The other restaurant that warrants an evening reservation is The Grill. Relaxed and casual at all times, by day it is an alfresco poolside haunt serving burgers, fresh fish and salads. But the real fun begins at night, when your entrée arrives on a heated volcanic stone and you continue to cook it to your liking. The steaks are meltingly soft, and I can highly recommend a surf ‘n’ turf combo of filet mignon with enormous Madagascar prawns, masquerading as lobsters. Even if it’s a chilly evening it’s still a great experience as you are cosily wrapped up in a blanket beneath judiciously placed overhead heaters.
Talking of keeping warm, the trick to dressing for an Alaskan trip is definitely layers. Weather wise, Alaska is a case of Norway meets New Zealand meets Scotland meets the Alps, so bring your biggest suitcase. When the sun shines, a T-shirt and shorts will suffice but when the wind blows and the clouds hang low, it’s best not to venture outside without
a fleece, waterproof jacket and even a scarf, especially on a boat trip.
Silversea is renowned for its shore excursions, and the programme was incredibly comprehensive. As well as whale watching (which incidentally was on board a small eco vessel that also tracked crab pots and the local seal colony), I could have enjoyed rainforest hikes, sea kayaking, bicycle rides, salmon fishing, ocean rafting, dog-sledding, crab feasts, helicopter flights, zip-lining, horse adventures, a lumberjack show and a glacier walkabout – and the list goes on.
Much is included in this cruise (notably gratuities and all drinks, except for Connoisseurs’ List beverages) though excursions carry an additional cost. Whale watching seems to be pretty much guaranteed as refunds are issued if there are no sightings of this magnificent mammal (which apparently never happens) and another extraordinary trip is the White Pass vintage steam train that weaves its way along the famed Yukon Route all the way to Canada.
Perhaps my most surprising excursion was the Skagway Streetcar City tour, the staging ground of the incredible Klondike Gold Rush. Travelling around the most important points of interest in a yellow streetcar, I had the benefit of a 90-minute history lesson from the best guide I have ever encountered. A cross between Bette Midler and a firework, Nikki Bunting is blessed with enviable comic timing and should at the very least have her own TV series. If you’re planning to visit Skagway, be sure to book a tour with her.

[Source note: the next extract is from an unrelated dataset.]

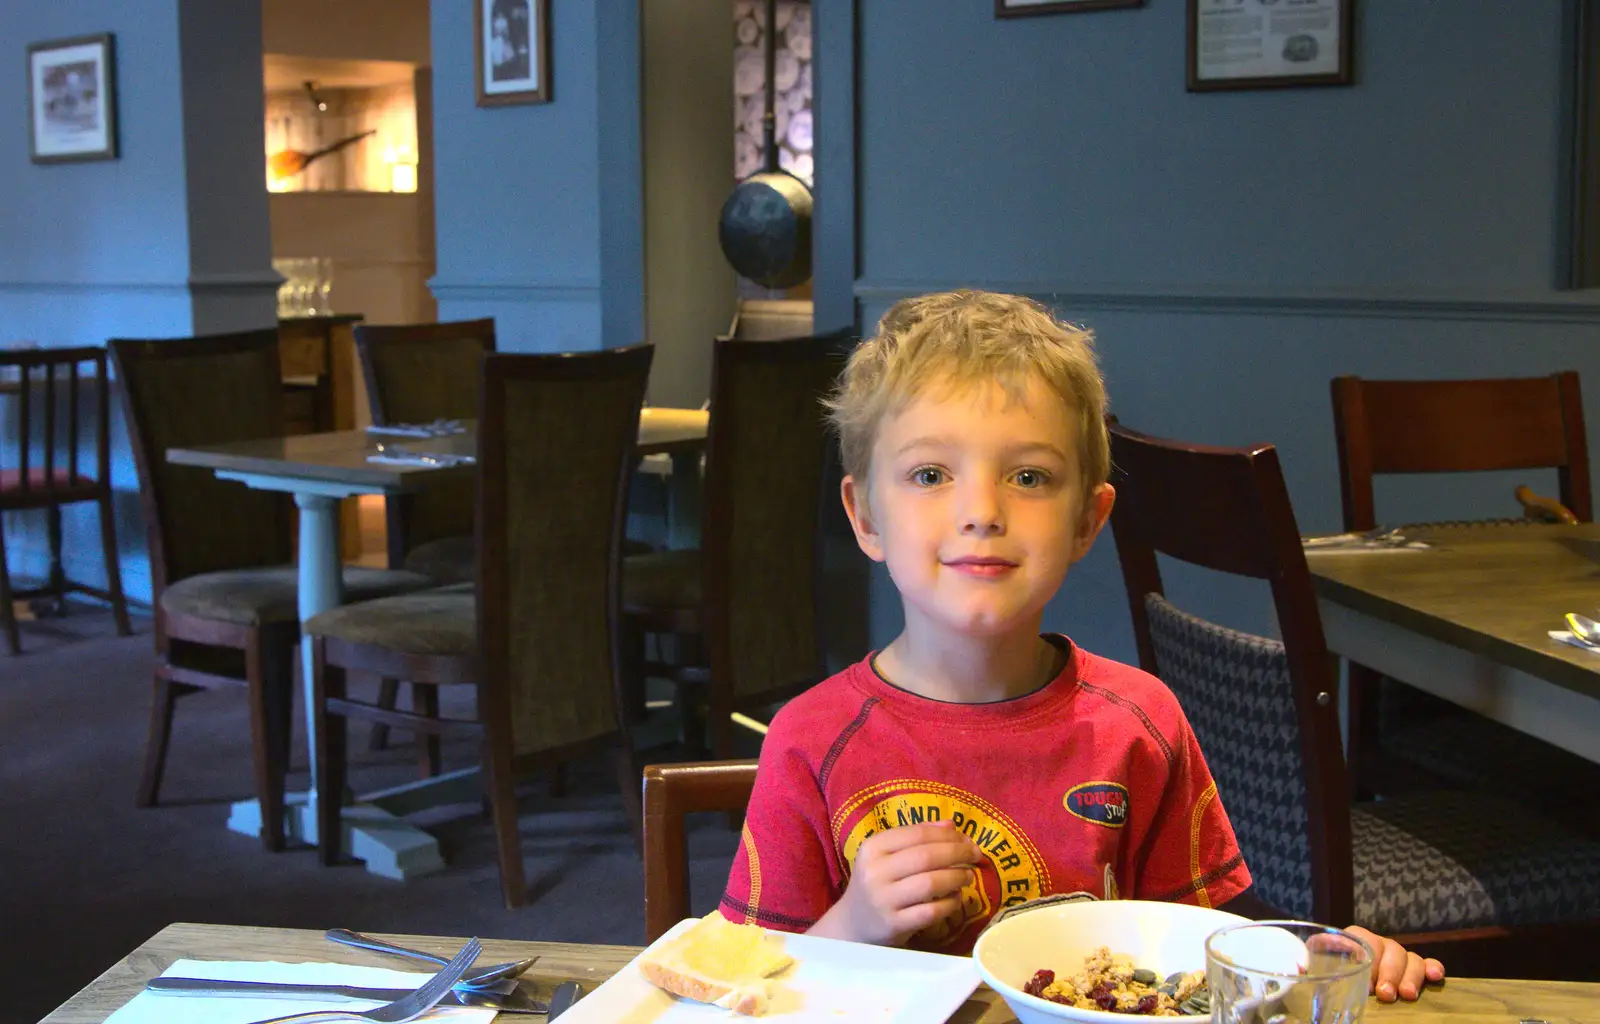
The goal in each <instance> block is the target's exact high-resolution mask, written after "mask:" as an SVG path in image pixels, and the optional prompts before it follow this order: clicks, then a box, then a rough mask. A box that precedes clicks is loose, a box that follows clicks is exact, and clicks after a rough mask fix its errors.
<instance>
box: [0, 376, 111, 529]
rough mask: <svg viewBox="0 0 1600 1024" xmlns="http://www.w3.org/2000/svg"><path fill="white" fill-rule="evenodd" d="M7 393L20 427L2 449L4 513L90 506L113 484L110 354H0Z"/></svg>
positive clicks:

Most of our ports of call – Juneau, Sitka, Ketchikan as well as Skagway, have retained their natural beauty and frontier town feel, but have sadly also become tourist traps. An array of discount jewellery outlets and souvenir shops line the boardwalks, making shore excursions into the real Alaska more of a necessity than an extra treat.
One onboard highlight was cruising the Hubbard Glacier on our second day. The distinct advantage of a smaller ship is that it’s able to squeeze into places the big boys just can’t manage. The entire ship celebrated the event from the observation lounge, juggling hot drinks with cameras and phones while marvelling at how close the captain steered us to this vast river of vibrant blue ice.

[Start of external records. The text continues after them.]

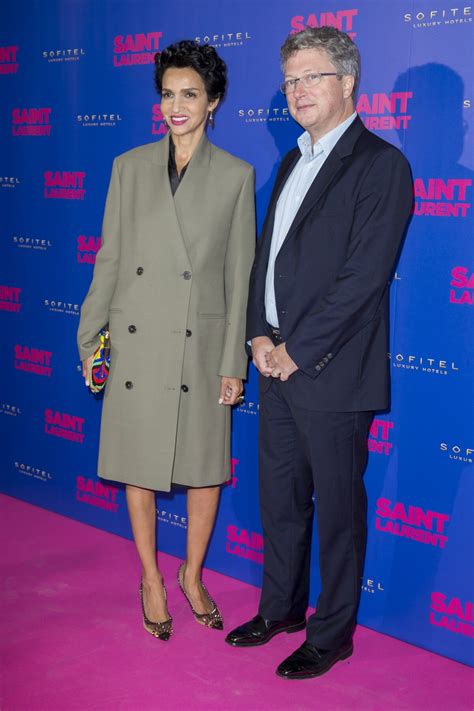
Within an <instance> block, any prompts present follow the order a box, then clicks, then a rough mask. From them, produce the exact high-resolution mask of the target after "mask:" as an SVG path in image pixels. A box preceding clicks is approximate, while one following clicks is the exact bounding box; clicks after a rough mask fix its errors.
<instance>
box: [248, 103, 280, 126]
mask: <svg viewBox="0 0 474 711" xmlns="http://www.w3.org/2000/svg"><path fill="white" fill-rule="evenodd" d="M239 117H240V118H241V119H243V120H244V121H245V123H276V122H278V121H289V120H290V110H289V109H288V107H286V106H285V107H278V106H277V107H275V108H273V109H272V108H264V107H261V106H260V107H255V106H253V107H252V106H250V107H248V108H246V109H239Z"/></svg>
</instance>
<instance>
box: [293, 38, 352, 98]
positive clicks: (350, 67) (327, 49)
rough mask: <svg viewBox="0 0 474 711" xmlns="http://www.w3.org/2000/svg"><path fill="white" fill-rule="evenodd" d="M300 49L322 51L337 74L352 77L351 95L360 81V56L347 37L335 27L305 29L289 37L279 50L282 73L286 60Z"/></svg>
mask: <svg viewBox="0 0 474 711" xmlns="http://www.w3.org/2000/svg"><path fill="white" fill-rule="evenodd" d="M302 49H320V50H321V49H323V50H324V51H325V52H326V54H327V55H328V57H329V59H330V61H331V62H332V64H334V67H335V68H336V71H337V72H338V73H339V74H344V75H349V76H353V77H354V90H353V92H352V93H353V95H355V93H356V91H357V87H358V85H359V80H360V54H359V50H358V49H357V47H356V45H355V44H354V42H353V41H352V40H351V38H350V37H349V35H347V34H346V33H345V32H341V30H338V29H336V28H335V27H326V26H324V27H307V28H306V29H305V30H301V32H297V33H296V34H294V35H289V36H288V37H287V38H286V40H285V42H284V44H283V46H282V48H281V50H280V59H281V66H282V69H283V71H285V65H286V63H287V61H288V59H289V58H290V57H291V56H292V55H293V54H295V53H296V52H299V51H300V50H302Z"/></svg>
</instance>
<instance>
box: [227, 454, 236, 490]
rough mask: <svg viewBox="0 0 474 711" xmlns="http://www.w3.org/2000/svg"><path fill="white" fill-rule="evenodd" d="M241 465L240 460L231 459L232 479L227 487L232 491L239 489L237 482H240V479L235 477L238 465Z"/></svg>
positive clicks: (230, 471) (230, 468)
mask: <svg viewBox="0 0 474 711" xmlns="http://www.w3.org/2000/svg"><path fill="white" fill-rule="evenodd" d="M238 463H239V460H238V459H234V458H232V459H231V462H230V479H229V481H227V482H226V483H225V486H230V487H231V488H232V489H236V488H237V482H238V481H239V479H238V477H236V476H235V470H236V467H237V464H238Z"/></svg>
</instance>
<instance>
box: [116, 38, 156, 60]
mask: <svg viewBox="0 0 474 711" xmlns="http://www.w3.org/2000/svg"><path fill="white" fill-rule="evenodd" d="M162 37H163V33H162V32H147V33H146V34H143V33H139V34H135V35H125V36H124V35H116V37H114V67H130V66H132V65H137V64H153V62H154V61H155V54H156V53H157V52H158V50H159V49H160V39H161V38H162ZM145 50H146V51H145Z"/></svg>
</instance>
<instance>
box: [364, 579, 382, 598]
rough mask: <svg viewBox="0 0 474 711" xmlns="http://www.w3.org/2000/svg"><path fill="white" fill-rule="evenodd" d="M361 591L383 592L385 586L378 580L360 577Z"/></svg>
mask: <svg viewBox="0 0 474 711" xmlns="http://www.w3.org/2000/svg"><path fill="white" fill-rule="evenodd" d="M361 590H362V592H368V593H370V594H371V595H375V593H379V592H385V588H384V586H383V585H382V583H381V582H380V581H379V580H373V579H372V578H362V584H361Z"/></svg>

The mantra for this cruise line is “relish, relax, recharge, repeat’’. All of which is easy to do on Silver Shadow. In fact, it’s such a good idea I think it might now replace “see a whale” at the top of my wish list.

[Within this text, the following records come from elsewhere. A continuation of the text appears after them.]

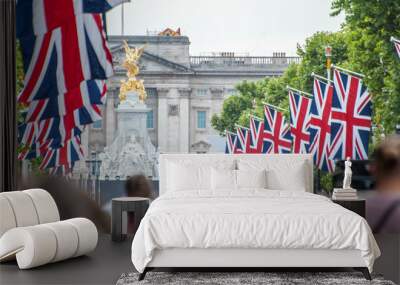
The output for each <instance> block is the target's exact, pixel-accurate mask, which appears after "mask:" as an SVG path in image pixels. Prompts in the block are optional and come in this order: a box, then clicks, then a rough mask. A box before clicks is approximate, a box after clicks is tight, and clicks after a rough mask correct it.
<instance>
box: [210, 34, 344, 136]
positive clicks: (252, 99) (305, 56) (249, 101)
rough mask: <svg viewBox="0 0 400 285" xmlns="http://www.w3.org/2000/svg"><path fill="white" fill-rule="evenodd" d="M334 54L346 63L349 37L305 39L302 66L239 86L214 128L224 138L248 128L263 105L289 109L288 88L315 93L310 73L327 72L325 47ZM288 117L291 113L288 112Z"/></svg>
mask: <svg viewBox="0 0 400 285" xmlns="http://www.w3.org/2000/svg"><path fill="white" fill-rule="evenodd" d="M327 45H329V46H331V47H332V48H333V50H334V53H333V60H334V61H335V62H344V61H346V60H347V59H348V58H347V47H346V37H345V35H344V34H343V33H342V32H338V33H328V32H318V33H315V34H314V35H313V36H311V37H310V38H308V39H306V42H305V45H304V47H301V46H300V45H299V46H298V49H297V54H298V55H299V56H300V57H301V58H302V61H301V62H300V63H299V64H291V65H289V67H288V68H287V69H286V71H285V72H284V73H283V75H282V76H281V77H275V78H265V79H262V80H260V81H257V82H247V81H245V82H242V83H240V84H238V85H237V86H236V90H237V94H235V95H234V98H235V99H232V98H233V97H230V98H228V99H227V100H225V102H224V105H223V108H222V111H221V114H219V115H214V116H213V118H212V120H211V124H212V126H213V127H214V129H216V130H218V131H219V132H220V133H221V134H223V133H224V130H225V129H226V130H231V131H232V130H234V129H235V124H241V125H244V126H247V125H248V121H249V115H250V114H255V115H257V116H259V117H262V116H263V105H264V104H263V103H264V102H268V103H270V104H273V105H276V106H278V107H281V108H284V109H286V110H287V109H288V106H289V101H288V91H287V89H286V86H287V85H290V86H292V87H294V88H297V89H302V90H305V91H308V92H311V90H312V77H311V73H312V72H315V73H317V74H320V75H324V74H325V73H326V72H325V70H326V67H325V62H326V57H325V46H327ZM286 115H288V112H286Z"/></svg>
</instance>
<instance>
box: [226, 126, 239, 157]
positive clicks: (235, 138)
mask: <svg viewBox="0 0 400 285" xmlns="http://www.w3.org/2000/svg"><path fill="white" fill-rule="evenodd" d="M225 135H226V146H225V153H236V141H237V135H236V134H235V133H232V132H229V131H225Z"/></svg>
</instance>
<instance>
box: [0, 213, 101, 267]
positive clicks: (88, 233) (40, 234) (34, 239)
mask: <svg viewBox="0 0 400 285" xmlns="http://www.w3.org/2000/svg"><path fill="white" fill-rule="evenodd" d="M97 239H98V233H97V229H96V226H95V225H94V224H93V222H91V221H90V220H88V219H85V218H75V219H69V220H65V221H61V222H53V223H47V224H40V225H34V226H28V227H18V228H13V229H10V230H9V231H7V232H6V233H5V234H4V235H3V236H2V237H1V238H0V261H5V260H9V259H13V258H14V256H15V257H16V259H17V262H18V266H19V268H20V269H28V268H32V267H36V266H40V265H43V264H46V263H50V262H57V261H60V260H64V259H68V258H71V257H77V256H80V255H84V254H86V253H88V252H90V251H92V250H94V249H95V248H96V245H97Z"/></svg>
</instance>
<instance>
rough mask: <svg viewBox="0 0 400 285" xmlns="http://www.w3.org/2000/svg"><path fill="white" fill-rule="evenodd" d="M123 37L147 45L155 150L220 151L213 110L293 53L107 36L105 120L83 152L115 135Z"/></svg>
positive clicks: (102, 148)
mask: <svg viewBox="0 0 400 285" xmlns="http://www.w3.org/2000/svg"><path fill="white" fill-rule="evenodd" d="M123 40H126V41H127V42H128V44H129V45H130V46H135V47H142V46H144V47H145V50H144V53H143V55H142V57H141V59H140V61H139V66H140V74H139V78H140V79H143V80H144V85H145V87H146V91H147V99H146V104H147V106H148V107H149V108H151V111H150V112H149V113H148V117H147V128H148V132H149V136H150V138H151V140H152V142H153V144H154V146H156V147H157V149H158V150H159V152H161V153H163V152H164V153H165V152H183V153H187V152H195V153H196V152H197V153H204V152H218V151H221V138H220V137H219V136H218V134H217V132H216V131H215V130H214V129H213V128H212V126H211V124H210V121H211V117H212V115H213V114H218V113H219V112H220V111H221V108H222V104H223V101H224V99H225V98H226V97H228V96H231V95H232V94H234V91H235V89H234V88H235V85H236V84H238V83H239V82H241V81H243V80H247V81H255V80H259V79H261V78H264V77H275V76H280V75H282V73H283V72H284V70H285V69H286V68H287V66H288V65H289V64H290V63H291V62H297V61H298V60H299V58H297V57H286V56H285V55H284V54H283V53H274V55H273V56H259V57H252V56H238V55H236V54H234V53H230V52H226V53H215V54H211V55H207V56H191V55H190V52H189V48H190V41H189V38H188V37H186V36H165V35H163V36H109V38H108V42H109V47H110V49H111V52H112V55H113V61H114V69H115V73H114V76H113V77H112V78H110V79H109V80H108V85H107V86H108V91H107V100H106V103H105V104H104V106H102V107H103V110H102V114H103V120H102V121H99V122H96V123H94V124H93V125H91V126H90V127H89V128H88V129H87V130H86V131H85V135H84V139H83V143H84V148H85V151H86V153H93V152H101V151H102V150H103V149H104V147H105V146H108V145H110V144H111V143H112V142H113V140H114V137H115V135H116V132H117V130H116V128H117V117H116V116H117V113H116V112H115V108H116V106H117V105H118V103H119V97H118V94H119V85H120V81H121V79H124V78H125V76H126V75H125V74H126V71H125V70H124V69H122V68H121V66H120V63H121V60H122V58H123V57H124V55H125V53H124V49H123Z"/></svg>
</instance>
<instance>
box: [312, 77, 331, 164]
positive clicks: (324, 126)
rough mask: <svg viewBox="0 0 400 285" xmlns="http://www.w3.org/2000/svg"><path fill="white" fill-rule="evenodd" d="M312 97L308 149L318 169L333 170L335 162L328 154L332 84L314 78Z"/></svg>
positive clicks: (329, 134) (328, 146) (330, 140)
mask: <svg viewBox="0 0 400 285" xmlns="http://www.w3.org/2000/svg"><path fill="white" fill-rule="evenodd" d="M313 89H314V90H313V94H314V96H313V99H312V101H311V108H310V121H309V122H310V123H309V128H308V131H309V133H310V144H309V147H308V150H309V152H310V153H311V154H313V157H314V164H315V165H316V166H317V167H318V169H320V170H322V171H327V172H333V171H334V169H335V163H334V161H333V160H332V159H330V158H329V156H330V144H331V112H332V96H333V85H332V84H327V83H325V82H323V81H321V80H319V79H317V78H314V87H313Z"/></svg>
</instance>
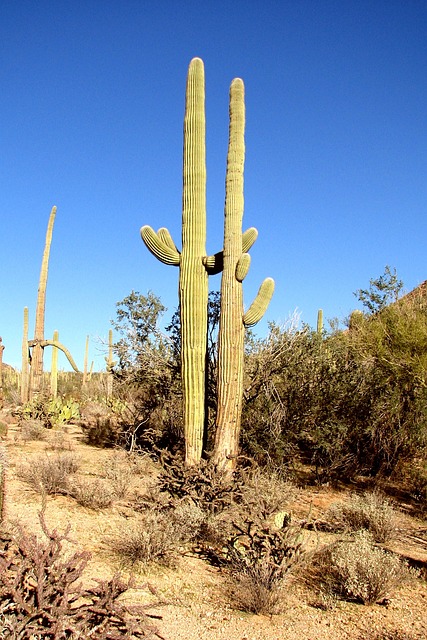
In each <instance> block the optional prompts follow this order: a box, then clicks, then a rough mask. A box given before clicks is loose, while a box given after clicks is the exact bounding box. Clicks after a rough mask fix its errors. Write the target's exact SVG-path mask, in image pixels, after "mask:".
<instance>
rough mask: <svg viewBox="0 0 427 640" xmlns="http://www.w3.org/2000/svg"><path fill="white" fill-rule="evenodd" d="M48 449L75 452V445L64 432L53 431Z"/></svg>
mask: <svg viewBox="0 0 427 640" xmlns="http://www.w3.org/2000/svg"><path fill="white" fill-rule="evenodd" d="M46 449H48V450H50V451H73V450H74V444H73V442H72V441H71V440H70V438H69V436H68V435H66V434H65V433H64V431H51V432H50V434H49V442H48V444H47V445H46Z"/></svg>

GETTING THERE: A seven-day cruise from Seward (Anchorage) to Vancouver, departing on 24 May 2018, starts at £3,100pp based on double occupancy of a Vista Suite, cruise only. Ports of call include Juneau, Skagway, Sitka and Ketchikan. The fare is inclusive of butler service, multiple dining options, beverages in-suite and throughout the ship, onboard entertainment and lectures, complimentary transport into town at most ports, wifi and gratuities (0207 340 0700; silversea.com).